En 2014, Alex Garland endosse pour la première fois la casquette de metteur en scène pour EX MACHINA, très belle réussite du cinéma de science-fiction dédiée à la robotique, montrant déjà ce qui fait la force de son cinéma : une ambition et un soin formels très au-dessus de la moyenne ainsi qu'un regard adulte et acéré sur les thématiques de la science-fiction.

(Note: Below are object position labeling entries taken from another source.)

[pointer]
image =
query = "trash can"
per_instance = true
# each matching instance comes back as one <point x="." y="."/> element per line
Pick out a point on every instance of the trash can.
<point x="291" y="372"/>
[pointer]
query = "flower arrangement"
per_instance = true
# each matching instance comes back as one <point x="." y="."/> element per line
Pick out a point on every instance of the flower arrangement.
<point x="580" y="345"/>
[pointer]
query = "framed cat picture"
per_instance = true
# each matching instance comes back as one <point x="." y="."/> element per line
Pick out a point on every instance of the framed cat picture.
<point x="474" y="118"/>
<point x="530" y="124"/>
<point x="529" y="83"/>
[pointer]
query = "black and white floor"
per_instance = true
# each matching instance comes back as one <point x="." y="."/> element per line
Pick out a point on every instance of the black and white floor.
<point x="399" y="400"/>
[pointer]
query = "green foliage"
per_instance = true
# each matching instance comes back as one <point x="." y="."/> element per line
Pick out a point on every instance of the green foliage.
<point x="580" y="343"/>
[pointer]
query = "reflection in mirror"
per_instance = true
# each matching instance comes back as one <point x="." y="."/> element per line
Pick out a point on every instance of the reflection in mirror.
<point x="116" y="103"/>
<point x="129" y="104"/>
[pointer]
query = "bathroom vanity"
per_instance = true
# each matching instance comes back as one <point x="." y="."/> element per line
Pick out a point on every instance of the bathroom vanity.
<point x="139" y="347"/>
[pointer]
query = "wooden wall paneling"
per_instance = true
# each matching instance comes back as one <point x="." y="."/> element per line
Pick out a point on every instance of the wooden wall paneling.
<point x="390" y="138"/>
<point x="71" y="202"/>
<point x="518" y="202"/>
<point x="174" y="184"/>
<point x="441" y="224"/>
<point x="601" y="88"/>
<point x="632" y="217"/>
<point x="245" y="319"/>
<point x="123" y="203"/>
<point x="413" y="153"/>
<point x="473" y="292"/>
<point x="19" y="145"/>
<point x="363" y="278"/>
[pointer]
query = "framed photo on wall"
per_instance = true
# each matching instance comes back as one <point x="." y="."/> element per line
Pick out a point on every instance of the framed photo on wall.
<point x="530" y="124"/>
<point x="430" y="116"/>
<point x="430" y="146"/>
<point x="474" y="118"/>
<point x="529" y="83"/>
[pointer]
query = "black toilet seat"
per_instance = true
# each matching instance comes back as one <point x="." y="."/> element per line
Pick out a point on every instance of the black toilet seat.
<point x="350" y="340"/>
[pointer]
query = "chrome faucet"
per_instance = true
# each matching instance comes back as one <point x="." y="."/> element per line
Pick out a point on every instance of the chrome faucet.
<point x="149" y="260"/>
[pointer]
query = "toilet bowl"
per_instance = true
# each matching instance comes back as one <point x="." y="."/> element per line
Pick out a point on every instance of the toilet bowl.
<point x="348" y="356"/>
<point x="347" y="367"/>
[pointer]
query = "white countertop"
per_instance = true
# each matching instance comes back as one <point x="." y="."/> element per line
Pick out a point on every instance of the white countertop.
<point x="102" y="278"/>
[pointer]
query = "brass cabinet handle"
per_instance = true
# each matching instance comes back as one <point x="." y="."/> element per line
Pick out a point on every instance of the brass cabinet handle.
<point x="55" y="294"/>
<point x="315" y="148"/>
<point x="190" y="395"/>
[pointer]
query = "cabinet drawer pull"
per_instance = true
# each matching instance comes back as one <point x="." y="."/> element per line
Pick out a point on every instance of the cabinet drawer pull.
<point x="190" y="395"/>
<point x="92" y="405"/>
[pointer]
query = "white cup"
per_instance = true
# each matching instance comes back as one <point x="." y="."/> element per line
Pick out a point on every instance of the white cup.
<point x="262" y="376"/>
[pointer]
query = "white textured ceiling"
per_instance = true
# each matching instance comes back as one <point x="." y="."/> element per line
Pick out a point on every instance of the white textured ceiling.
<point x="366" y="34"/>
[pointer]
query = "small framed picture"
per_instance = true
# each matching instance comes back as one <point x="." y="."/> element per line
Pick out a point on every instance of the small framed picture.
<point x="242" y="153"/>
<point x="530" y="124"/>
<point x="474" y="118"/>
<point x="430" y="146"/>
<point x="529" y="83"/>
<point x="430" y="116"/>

Après ce premier succès, il tourne ANNIHILATION qui réveille les souvenirs de STALKER, avec son équipe d'exploratrices voyageant dans une zone contaminée par un mystérieux astéroïde d'outre-espace. Jusqu'à un dénouement marquant et magistral. Mais le film est privé d'une vraie sortie en salles dans la plupart des pays, son studio Paramount préférant le céder à Netflix, le cantonnant à une injuste exploitation sans gloire.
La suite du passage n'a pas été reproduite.